During breakfast Jake was humble about the fright the ladies had received in his house, explaining how he thought he had acted for the best; at which Clallam and Mart said that in a rough country folks must look for rough doings, and get along as well as they can; but Elizabeth said nothing. The little raft took all but Nancy over the river to the wagon, where they set about dividing their belongings in loads that could be floated back, one at a time, and Jake returned to repair some of the disorder that remained from the night at the cabin. John and Mart poled the first cargo across, and while they were on the other side, Elizabeth looked out of the wagon, where she was working alone, and saw five Indian riders coming down the valley. The dust hung in the air they had rushed through, and they swung apart and closed again as she had seen before; so she looked for a rifle; but the firearms had gone over the Okanagon with the first load. She got down and stood at the front wheel of the wagon, confronting the riders when they pulled up their horses. One climbed unsteadily from his saddle and swayed towards her.
“Drink!” said he, half friendly, and held out a bottle.
Elizabeth shook her head.
“Drink,” he grunted again, pushing the bottle at her. “Piah-chuck! Skookurn!” He had a slugglish animal grin, and when she drew back, tipped the bottle into his mouth, and directly choked, so that his friends on their horses laughed loud as he stood coughing. “Heap good,” he remarked, looking at Elizabeth, who watched his eyes swim with the plot of the drink. “Where you come back?” he inquired, touching the wagon. “You cross Okanagon? Me cross you; cross horses; cross all. Heap cheap. What yes?”
The others nodded. “Heap cheap,” they said.

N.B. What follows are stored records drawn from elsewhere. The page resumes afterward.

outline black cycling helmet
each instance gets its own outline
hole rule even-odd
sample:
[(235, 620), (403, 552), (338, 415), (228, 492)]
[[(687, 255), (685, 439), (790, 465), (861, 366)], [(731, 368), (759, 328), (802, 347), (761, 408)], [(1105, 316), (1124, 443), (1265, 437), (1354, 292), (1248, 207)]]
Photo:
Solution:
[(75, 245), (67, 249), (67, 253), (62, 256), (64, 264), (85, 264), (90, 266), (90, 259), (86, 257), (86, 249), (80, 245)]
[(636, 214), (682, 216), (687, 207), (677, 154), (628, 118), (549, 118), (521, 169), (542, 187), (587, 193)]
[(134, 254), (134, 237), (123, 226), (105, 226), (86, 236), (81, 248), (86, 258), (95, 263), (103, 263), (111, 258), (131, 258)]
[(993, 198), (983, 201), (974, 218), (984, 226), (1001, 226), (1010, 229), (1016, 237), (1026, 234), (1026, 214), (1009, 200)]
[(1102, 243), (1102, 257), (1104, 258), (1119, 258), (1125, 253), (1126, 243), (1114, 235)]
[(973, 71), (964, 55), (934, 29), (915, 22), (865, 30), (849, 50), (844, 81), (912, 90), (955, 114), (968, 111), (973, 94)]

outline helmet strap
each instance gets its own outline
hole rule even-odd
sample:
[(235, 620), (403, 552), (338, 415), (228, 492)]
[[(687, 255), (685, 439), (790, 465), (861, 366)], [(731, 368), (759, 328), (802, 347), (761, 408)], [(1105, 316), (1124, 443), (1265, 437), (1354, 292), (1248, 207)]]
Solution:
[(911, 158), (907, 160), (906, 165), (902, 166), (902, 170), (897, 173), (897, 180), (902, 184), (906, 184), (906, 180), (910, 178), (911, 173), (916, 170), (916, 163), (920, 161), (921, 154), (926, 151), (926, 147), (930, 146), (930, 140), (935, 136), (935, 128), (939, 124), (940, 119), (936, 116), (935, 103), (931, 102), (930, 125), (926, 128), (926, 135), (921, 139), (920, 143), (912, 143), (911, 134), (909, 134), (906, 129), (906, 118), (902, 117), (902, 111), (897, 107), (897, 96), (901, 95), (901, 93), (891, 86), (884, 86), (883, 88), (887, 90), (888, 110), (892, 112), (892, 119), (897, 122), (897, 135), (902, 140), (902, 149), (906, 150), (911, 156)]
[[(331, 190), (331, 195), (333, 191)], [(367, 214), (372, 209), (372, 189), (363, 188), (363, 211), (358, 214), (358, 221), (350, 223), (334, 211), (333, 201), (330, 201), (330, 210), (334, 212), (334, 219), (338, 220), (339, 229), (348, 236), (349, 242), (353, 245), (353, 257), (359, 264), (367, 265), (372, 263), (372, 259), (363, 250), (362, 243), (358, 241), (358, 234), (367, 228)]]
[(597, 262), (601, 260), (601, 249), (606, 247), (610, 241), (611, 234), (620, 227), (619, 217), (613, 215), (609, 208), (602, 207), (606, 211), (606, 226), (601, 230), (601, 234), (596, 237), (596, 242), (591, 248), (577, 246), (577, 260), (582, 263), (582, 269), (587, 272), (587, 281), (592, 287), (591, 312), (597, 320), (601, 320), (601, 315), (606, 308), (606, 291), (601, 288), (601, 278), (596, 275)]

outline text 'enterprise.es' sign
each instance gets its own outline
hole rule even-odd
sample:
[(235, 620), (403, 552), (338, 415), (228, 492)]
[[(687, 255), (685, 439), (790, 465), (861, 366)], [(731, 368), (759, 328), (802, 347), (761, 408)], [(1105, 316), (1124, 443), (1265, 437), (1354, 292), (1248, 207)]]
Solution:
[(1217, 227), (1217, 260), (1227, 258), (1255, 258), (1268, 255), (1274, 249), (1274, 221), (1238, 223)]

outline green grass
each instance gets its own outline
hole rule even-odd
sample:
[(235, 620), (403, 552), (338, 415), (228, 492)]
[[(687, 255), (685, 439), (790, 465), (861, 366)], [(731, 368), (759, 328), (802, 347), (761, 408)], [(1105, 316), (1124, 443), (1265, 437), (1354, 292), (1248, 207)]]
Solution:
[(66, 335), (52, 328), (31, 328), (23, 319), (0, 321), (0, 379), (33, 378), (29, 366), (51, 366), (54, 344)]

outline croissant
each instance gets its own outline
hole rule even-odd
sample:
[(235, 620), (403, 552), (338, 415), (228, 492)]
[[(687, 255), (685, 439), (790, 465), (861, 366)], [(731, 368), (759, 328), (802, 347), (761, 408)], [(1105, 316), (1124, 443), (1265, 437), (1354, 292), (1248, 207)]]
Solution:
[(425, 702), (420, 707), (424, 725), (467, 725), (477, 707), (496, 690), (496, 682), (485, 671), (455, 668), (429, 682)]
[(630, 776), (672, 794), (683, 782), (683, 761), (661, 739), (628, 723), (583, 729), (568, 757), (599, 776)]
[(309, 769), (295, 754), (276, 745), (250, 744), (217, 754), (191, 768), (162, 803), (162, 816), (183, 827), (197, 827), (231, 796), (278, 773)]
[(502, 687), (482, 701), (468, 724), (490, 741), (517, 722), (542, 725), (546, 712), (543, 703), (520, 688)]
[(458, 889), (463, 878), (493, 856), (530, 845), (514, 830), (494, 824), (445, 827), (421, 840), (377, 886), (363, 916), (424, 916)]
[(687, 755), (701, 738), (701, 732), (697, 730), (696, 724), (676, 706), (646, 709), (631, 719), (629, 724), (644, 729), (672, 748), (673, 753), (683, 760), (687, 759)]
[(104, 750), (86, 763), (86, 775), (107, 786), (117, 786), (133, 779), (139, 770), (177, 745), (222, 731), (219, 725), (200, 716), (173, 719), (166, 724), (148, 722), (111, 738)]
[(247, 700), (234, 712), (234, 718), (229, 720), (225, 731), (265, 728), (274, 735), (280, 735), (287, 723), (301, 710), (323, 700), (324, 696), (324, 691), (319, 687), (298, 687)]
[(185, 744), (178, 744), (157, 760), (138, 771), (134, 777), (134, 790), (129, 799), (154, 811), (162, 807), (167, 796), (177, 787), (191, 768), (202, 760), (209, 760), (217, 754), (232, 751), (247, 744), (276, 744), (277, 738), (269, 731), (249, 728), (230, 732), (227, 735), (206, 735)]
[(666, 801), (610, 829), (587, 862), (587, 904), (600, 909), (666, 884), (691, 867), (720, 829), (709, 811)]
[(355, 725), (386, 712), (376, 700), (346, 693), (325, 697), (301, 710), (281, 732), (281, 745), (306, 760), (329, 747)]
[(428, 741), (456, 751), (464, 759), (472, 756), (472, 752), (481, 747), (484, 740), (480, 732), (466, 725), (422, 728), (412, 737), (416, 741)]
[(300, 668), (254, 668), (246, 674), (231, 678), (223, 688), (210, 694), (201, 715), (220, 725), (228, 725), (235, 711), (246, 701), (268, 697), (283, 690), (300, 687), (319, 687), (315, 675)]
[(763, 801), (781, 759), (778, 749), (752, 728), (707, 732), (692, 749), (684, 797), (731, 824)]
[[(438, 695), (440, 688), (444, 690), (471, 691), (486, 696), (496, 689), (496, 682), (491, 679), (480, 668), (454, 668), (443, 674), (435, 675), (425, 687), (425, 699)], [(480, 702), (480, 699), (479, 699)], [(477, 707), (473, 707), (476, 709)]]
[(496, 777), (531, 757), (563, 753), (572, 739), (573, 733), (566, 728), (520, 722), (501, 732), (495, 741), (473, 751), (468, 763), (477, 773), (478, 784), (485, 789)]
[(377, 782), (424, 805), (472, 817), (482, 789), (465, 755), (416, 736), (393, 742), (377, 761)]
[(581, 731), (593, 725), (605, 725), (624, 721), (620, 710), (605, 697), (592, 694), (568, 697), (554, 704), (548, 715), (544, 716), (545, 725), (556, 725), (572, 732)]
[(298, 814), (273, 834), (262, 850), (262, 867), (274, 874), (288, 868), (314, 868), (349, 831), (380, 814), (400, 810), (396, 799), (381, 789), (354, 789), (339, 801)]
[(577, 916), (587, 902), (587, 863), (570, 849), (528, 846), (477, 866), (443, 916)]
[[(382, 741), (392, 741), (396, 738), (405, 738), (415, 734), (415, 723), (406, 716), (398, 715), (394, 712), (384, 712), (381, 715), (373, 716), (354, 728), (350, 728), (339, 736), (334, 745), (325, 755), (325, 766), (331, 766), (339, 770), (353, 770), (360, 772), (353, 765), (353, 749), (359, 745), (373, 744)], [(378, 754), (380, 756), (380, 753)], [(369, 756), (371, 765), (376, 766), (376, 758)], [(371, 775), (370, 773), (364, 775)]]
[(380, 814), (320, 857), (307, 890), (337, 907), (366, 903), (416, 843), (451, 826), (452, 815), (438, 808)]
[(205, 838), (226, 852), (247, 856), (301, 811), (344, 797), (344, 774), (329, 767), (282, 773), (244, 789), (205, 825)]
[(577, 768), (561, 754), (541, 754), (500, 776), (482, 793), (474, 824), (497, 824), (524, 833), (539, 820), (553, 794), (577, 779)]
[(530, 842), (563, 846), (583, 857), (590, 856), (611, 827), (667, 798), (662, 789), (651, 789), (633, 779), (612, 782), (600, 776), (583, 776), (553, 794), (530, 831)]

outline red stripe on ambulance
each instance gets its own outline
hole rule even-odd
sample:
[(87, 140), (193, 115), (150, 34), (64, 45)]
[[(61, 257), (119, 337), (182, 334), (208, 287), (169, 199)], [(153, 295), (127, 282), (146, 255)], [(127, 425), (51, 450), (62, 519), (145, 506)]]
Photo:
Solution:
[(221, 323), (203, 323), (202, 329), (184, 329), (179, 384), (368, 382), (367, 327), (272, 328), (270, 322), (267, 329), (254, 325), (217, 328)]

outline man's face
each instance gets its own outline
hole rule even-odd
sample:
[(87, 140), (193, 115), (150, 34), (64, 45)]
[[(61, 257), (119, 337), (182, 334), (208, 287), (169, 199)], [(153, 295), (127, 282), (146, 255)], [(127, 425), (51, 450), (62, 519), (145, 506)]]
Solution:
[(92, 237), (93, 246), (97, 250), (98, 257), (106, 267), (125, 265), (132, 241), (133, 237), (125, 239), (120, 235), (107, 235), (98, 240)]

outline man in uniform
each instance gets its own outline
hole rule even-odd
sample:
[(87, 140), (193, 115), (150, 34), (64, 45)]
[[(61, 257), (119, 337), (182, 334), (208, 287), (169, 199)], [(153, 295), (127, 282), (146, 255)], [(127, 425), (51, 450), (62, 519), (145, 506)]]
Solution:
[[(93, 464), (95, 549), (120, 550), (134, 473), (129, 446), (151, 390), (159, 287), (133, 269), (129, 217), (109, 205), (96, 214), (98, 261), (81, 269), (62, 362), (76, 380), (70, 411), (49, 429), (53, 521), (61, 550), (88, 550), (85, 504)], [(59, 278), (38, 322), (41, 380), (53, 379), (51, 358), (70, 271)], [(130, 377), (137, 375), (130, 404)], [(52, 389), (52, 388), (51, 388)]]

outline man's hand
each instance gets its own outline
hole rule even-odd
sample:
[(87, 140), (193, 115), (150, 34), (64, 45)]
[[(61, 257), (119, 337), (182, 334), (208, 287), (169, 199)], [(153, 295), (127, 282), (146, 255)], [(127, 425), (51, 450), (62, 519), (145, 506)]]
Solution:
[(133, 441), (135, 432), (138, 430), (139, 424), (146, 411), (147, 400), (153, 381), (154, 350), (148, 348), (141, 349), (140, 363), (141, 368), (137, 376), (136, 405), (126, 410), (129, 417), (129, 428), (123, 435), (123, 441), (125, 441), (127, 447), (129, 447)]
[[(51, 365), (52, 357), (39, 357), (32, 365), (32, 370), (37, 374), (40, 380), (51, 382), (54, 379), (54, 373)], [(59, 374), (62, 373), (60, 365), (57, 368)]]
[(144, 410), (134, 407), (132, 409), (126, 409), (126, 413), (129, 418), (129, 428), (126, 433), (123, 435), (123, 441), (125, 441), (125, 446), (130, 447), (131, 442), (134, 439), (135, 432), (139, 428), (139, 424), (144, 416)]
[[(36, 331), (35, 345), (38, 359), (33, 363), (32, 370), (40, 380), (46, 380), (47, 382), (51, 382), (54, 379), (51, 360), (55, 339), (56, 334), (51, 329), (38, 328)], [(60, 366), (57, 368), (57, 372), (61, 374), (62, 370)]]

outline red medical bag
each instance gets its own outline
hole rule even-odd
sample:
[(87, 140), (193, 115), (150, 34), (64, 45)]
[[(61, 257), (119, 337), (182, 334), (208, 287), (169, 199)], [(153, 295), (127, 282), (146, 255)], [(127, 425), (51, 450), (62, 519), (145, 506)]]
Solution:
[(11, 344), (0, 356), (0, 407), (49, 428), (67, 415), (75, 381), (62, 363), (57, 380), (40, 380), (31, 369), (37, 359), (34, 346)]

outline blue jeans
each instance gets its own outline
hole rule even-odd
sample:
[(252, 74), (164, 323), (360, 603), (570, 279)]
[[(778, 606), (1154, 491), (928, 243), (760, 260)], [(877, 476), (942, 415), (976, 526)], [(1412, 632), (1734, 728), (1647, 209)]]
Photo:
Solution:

“We don’t want you,” said Elizabeth.
“No cross? Maybe he going cross you? What yes?”
Again Elizabeth nodded.
“Maybe he Jake?” pursued the Indian.
“Yes, he is. We don’t want you.”
“We cross you all same. He not.”
The Indian spoke loud and thick, and Elizabeth looked over the river where her husband was running with a rifle, and Jake behind him, holding a warning hand on his arm. Jake called across to the Indians, who listened sullenly, but got on their horses and went up the river.
“Now,” said Jake to Clallam, “they ain’t gone. Get your wife over here so she kin set in my room till I see what kin be done.”
John left him at once, and crossed on the raft. His wife was stepping on it, when the noise and flight of riders descended along the other bank, where Jake was waiting. They went in a circle, with hoarse shouts, round the cabin as Mart with Nancy came from the pasture. The boy no sooner saw them than he caught his sister up and carried her quickly away among the corrals and sheds, where the two went out of sight.